Running under HTCondor¶
The recommended way to start and stop GWCelery on the LIGO Data Grid cluster is using HTCondor. See the example HTCondor submit file gwcelery.sub. This submit file will start up the worker processes, the Flask web application, and Flower. You must start the Redis server yourself (e.g. via systemd); see the Redis configuration section for details. It will create some log files and a Unix domain socket, so you should first navigate to a directory where you want these files to go. For example:
$ mkdir -p ~/gwcelery/var && cd ~/gwcelery/var
Then run the submit file as follows:
$ gwcelery.sub
Submitting job(s)........
8 job(s) submitted to cluster 293497.
To stop GWCelery, run the condor_hold
command:
$ condor_hold -constraint 'JobBatchName == "gwcelery"'
All jobs matching constraint (JobBatchName == "gwcelery") have been held
To restart GWCelery, run condor_release
:
$ condor_release -constraint 'JobBatchName == "gwcelery"'
All jobs matching constraint (JobBatchName == "gwcelery") have been released
Note that there is normally no need to re-submit GWCelery if the machine is rebooted, because the jobs will persist in the HTCondor queue.
Shortcuts¶
The following commands are provided as shortcuts for the above operations:
$ gwcelery condor submit
$ gwcelery condor rm
$ gwcelery condor q
$ gwcelery condor hold
$ gwcelery condor release
The following command is a shortcut for
gwcelery condor rm; gwcelery condor submit
:
$ gwcelery condor resubmit
Managing multiple deployments¶
There should generally be at most one full deployment of GWCelery per GraceDB
server running at one time. The gwcelery condor
shortcut command is
designed to protect you from accidentally starting multiple deployments of
GWCelery by inspecting the HTCondor job queue before submitting new jobs. If
you try to start GWCelery a second time on the same host in the same directory,
you will get the following error message:
$ gwcelery condor submit
error: GWCelery jobs are already running in this directory.
First remove existing jobs with "gwcelery condor rm".
To see the status of those jobs, run "gwcelery condor q".
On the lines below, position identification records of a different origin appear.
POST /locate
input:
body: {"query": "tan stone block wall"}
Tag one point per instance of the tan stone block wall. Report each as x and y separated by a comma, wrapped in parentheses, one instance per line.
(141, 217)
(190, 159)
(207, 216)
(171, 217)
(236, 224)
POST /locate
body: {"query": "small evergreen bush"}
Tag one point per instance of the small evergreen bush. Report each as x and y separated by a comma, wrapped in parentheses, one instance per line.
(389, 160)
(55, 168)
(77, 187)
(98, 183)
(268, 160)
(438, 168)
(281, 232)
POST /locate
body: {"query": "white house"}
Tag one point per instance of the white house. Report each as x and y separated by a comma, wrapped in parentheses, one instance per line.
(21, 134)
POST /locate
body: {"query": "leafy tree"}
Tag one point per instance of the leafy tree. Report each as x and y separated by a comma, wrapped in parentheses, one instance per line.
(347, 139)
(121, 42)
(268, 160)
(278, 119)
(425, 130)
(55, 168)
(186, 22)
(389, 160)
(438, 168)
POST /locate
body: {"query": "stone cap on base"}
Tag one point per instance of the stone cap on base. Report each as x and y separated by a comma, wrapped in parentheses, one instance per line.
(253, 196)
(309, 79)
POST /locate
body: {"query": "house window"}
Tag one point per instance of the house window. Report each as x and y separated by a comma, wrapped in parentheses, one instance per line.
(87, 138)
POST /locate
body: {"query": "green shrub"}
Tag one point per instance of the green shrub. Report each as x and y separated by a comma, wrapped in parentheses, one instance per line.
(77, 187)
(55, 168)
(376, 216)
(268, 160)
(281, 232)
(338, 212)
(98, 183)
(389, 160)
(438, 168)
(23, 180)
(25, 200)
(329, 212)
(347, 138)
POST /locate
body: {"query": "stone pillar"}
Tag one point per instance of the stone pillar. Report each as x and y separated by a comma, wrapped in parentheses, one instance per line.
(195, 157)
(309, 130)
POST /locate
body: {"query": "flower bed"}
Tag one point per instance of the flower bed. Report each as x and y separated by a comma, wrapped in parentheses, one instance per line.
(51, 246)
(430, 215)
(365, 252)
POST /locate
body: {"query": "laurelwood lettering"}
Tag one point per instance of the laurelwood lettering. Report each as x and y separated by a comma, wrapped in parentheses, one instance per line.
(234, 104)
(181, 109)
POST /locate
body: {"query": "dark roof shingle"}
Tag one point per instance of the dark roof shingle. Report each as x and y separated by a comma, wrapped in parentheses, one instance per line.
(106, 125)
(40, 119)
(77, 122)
However, there are situations where you may actually want to run multiple instances of GWCelery on the same machine. For example, you may want to run one instance for the ‘production’ GraceDB server and one for the ‘playground’ server. To accomplish this, just start the two instances of gwcelery in different directories. Here is an example:
$ mkdir -p production
$ pushd production
$ CELERY_CONFIG_MODULE=gwcelery.conf.production gwcelery condor submit
$ popd
$ mkdir -p playground
$ pushd playground
$ CELERY_CONFIG_MODULE=gwcelery.conf.playground gwcelery condor submit
$ popd
Job accounting¶
When GWCelery is started using gwcelery condor submit
or gwcelery condor
resubmit
, the HTCondor accounting group is set
based on which GWCelery configuration you are using:
ligo.prod.o3.cbc.pe.bayestar
for productionligo.dev.o3.cbc.pe.bayestar
for all other configurations, including playground